Reinforcement Learning Continues To Be The Frontier

Back in 2021, OpenAI nixed its robotics team, leading to comments on Hacker News like “Reinforcement learning itself is a dead-end on a road to AI”. Now, in 2025 we are surrounded by RL post-trained reasoning models and Mary Meeker is using the word “unprecedented” a lot. This kind of skepticism/hype overlap is very common right now, as Helen Toner breaks down in her excellent recent post/talk on unresolved questions in AI:

Last year, we had coverage from the Wall Street Journal—really good reporting—about real challenges inside OpenAI with scaling up their pre-trained models and how difficult that was and how they weren’t happy with the results, and then on the literal same day we had the release of o3, the next generation of their reasoning model, and François Chollet—who’s famously skeptical—saying that it was a significant breakthrough on his ARC-AGI benchmark. So these very contradictory takes, both of which had some truth to them.

The framing used in that post is really useful: it’s less about “are we making progress?” and more “are we on the right branch of the tech tree?”

A lot of people thought RL was the wrong branch: after notable successes from DeepMind and OpenAI, RL had become a bit of a backwater, with some resurgence (in a limited form) from Reinforcement Learning with Human Feedback (RLHF) for preference tuning LLMs.

The reason people keep coming back to reinforcement learning is the ability to discover new things. Supervised learning is somewhat inherently bound by the dataset. A reinforcement process can continue to explore and find new strategies, like the famous examples of AlphaGo choosing moves humans wouldn’t have. Tim Lee has an excellent non-technical introduction to the evolution of RL that mentions this: Reinforcement Learning Explained

In short, imitation learning can rapidly teach a model to mimic the behaviors in its training data, but the model will easily get confused in unfamiliar environments. A model trained with reinforcement learning has a better chance of learning general principles that will be relevant in new and unfamiliar situations

In this direction, a recent paper, [2507.00432] Does Math Reasoning Improve General LLM Capabilities? Understanding Transferability of LLM Reasoning, suggests¹ that reasoning generalizes better from RL-driven learning than supervised fine-tuning.

RL-tuned models achieve significant gains on math reasoning while preserving positive transfer to other reasoning tasks and non-reasoning tasks, whereas SFT often incurs negative transfer on non-reasoning benchmarks. Second, PCA analysis of latent space confirms that RL induces minimal drift from backbone representations thus maintaining feature stability, while SFT produces larger latent shifts, especially in non-reasoning domains. Third, token-distribution analysis shows that RL selectively adjusts only a handful of task-relevant tokens, whereas SFT perturbs many irrelevant tokens, indicating RL’s more targeted optimization.
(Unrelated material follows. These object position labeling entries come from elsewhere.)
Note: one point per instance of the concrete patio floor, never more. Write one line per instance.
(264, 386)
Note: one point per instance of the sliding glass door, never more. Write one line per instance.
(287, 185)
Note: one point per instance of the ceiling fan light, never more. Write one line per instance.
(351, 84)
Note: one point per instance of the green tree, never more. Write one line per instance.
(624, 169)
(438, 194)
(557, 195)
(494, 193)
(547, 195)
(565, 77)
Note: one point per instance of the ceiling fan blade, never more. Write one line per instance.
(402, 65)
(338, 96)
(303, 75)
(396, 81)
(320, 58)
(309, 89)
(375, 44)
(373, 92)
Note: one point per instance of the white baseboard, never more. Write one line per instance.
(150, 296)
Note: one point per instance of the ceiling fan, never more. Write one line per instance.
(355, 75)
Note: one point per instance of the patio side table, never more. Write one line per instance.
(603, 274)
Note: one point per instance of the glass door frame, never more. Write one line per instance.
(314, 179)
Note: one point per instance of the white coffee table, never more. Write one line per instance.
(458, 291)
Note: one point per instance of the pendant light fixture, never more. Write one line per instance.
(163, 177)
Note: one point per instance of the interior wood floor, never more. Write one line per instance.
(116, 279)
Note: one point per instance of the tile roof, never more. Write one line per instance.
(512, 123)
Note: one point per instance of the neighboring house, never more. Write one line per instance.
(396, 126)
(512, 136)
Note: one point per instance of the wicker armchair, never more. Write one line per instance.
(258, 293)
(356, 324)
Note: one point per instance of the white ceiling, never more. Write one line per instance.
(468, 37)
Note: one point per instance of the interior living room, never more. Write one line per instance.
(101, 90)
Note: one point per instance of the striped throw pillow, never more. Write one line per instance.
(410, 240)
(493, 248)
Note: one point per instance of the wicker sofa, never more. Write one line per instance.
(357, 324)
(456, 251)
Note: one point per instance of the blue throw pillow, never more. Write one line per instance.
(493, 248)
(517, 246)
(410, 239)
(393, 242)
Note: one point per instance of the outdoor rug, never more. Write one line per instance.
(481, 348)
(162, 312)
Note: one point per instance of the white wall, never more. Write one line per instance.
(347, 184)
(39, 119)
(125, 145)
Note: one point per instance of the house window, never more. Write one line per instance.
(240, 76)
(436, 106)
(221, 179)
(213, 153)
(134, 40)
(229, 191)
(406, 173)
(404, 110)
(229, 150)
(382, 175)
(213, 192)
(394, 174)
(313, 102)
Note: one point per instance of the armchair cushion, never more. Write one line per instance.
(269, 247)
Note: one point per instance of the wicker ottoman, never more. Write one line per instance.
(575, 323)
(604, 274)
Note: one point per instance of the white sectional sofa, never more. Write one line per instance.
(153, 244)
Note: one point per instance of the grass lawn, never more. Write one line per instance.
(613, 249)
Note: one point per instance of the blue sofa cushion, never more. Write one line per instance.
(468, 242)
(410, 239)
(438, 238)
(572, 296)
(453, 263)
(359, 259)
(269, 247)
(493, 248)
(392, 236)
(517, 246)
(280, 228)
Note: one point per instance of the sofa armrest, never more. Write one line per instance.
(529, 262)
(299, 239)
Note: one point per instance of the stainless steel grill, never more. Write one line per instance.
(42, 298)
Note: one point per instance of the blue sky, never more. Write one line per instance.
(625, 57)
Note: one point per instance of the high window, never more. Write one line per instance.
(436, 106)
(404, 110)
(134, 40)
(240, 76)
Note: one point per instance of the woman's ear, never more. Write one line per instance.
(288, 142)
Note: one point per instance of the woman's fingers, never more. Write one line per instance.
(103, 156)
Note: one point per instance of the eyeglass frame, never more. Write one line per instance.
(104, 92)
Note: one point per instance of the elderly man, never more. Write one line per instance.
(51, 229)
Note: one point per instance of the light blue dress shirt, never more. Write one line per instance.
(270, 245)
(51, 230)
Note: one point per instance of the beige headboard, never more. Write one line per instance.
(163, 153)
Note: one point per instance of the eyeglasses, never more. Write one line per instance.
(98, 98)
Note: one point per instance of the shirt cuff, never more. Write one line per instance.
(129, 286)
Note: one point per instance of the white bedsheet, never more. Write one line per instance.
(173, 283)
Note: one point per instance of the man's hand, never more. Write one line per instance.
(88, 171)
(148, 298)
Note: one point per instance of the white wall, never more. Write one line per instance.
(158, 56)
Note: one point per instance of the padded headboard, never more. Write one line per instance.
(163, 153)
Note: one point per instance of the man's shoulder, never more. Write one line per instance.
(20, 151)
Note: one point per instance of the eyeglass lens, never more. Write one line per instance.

RLHF is implemented by first training a reward model based on human preference feedback: you give people two versions of an answer, they tell you which one they prefer, you then train a model to predict those ratings. That reward model becomes the scoring function during post-training.

Designing good reward functions has been somewhat of a dark art in RL. The agent optimizes what you ask for, which is not always what you really want². This “reward hacking” phenomenon makes RL agents somewhat brittle, prone to exploiting loopholes in environments in ways no one anticipated.

The recent reasoning models did so well because their rewards were verifiable: reward scores that are based on some ground truth validation and are often just yes/no: does code compile, does it pass a unit test, can a math proof be verified by a formal logic reasoner, or simply is the answer correct or not. Nathan Lambert did a breakdown on where RL goes next:

The optimistic case for scaling current reinforcement learning with verifiable rewards (RLVR) techniques to next-generation language models, and maybe AGI or ASI depending on your religion, rests entirely on RL being able to learn on ever harder tasks. Where current methods are generating 10K-100K tokens per answer for math or code problems during training, the sort of problems people discuss applying next generation RL training to would be 1M-100M tokens per answer.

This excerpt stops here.